An employer has a duty to make reasonable adjustments in the workplace to ensure that a disabled person is able to access employment in the same way as non-disabled persons. Examples of reasonable adjustments could include making adaptations to the physical workplace premises including the worker’s specific workstation, providing a parking space closer to the office, allowing the worker to work flexible hours, redeploying a worker to an alternate role or providing a reader or interpreter.
A failure to make reasonable adjustments is a form of disability discrimination. However, an employer can refuse to make specific adjustments if it would not be reasonable for them to do so. What is reasonable will depend on a variety of factors, such as the size of the employer and the finances available to the organisation as well as the complexity of the adjustments requested.
Your employer should consider any advice from your GP or occupational health as to the adjustments which would be necessary to address the disadvantage you have. Ultimately it is their call as to what is reasonable for the company to accommodate and, if you disagree, ultimately it would be up to an employment tribunal to determined what was reasonable.
No – an individual can not only be discriminated against because of a disability they have but they can also suffer discrimination ‘by association’ if they are treated less favourably as a result of them being associated with someone who has a disability.

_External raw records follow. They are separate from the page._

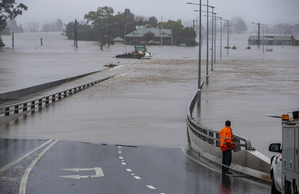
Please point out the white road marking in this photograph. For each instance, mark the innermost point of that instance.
(98, 171)
(151, 186)
(23, 183)
(23, 157)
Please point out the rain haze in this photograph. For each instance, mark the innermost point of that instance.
(270, 12)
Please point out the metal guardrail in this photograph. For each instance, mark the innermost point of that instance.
(211, 136)
(32, 105)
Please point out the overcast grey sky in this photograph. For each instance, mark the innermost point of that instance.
(269, 12)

This could, for example, include instances where you have been denied flexible working arrangements because you have caring responsibilities for somebody who suffers from a disability. If you can show that, had you not been associated to someone with a disability, you would have been granted the flexible working request, then this could amount to claim for discrimination.

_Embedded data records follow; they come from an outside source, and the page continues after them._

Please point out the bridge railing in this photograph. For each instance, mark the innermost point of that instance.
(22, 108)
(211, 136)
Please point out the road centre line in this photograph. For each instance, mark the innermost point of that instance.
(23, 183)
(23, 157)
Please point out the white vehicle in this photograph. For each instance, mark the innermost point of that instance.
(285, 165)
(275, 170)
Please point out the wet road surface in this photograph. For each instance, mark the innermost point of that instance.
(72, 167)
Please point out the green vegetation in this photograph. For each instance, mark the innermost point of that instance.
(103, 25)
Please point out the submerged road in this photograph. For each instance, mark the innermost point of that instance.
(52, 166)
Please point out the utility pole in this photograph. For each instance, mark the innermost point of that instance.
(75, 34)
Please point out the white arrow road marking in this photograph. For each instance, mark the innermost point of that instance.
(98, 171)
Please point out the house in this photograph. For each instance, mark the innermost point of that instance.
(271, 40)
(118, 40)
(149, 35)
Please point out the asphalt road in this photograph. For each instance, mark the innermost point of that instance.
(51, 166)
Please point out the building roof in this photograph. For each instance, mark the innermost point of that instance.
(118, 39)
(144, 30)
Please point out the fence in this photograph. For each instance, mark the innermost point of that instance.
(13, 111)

If you believe you have been treated less favourably as a direct result of disability, then you may have a claim for direct disability discrimination. For example, if an employer refuses to employ you or consider you for a promotion, specifically because of your disability, despite you being the best candidate for the role.
Indirect disability discrimination occurs when a provision, criterion or practice, is apparently neutral but has a detrimental effect on employees who share a particular disability, whether or not this effect is intentional. For example, a requirement that employees hold a driving licence may disadvantage employees with epilepsy. Whether or not this will be unlawful will depend on whether the employer can justify the requirement, which might be the case where the job was to drive a supermarket delivery van.
This is a strand of discrimination which is exclusive to disability. An example of this would be dismissal (unfavourable treatment) due to disability-related sickness absence. This does not mean that an employer can never dismiss a disabled employee whose disability means that they have frequent or prolonged absences from work but the employer will have justify their decision.
Victimisation occurs when an individual suffers detrimental treatment as a result of making a claim or an allegation of discrimination. For example, if you have previously raised concerns about discrimination in the workplace and you are now being denied the opportunity to be considered for a promotion, this could amount to a claim for victimisation. Victimisation can occur regardless of whether or not the historical claim was proven or not.
Harassment is conduct which creates an intimidating, hostile, degrading, humiliating or offensive environment. It does not necessarily need to be verbal comments made and could consist of other actions, such as written communications such as emails or group WhatsApp message. It could also include being ignored in the workplace or consistently delegated an unreasonable proportion of menial duties.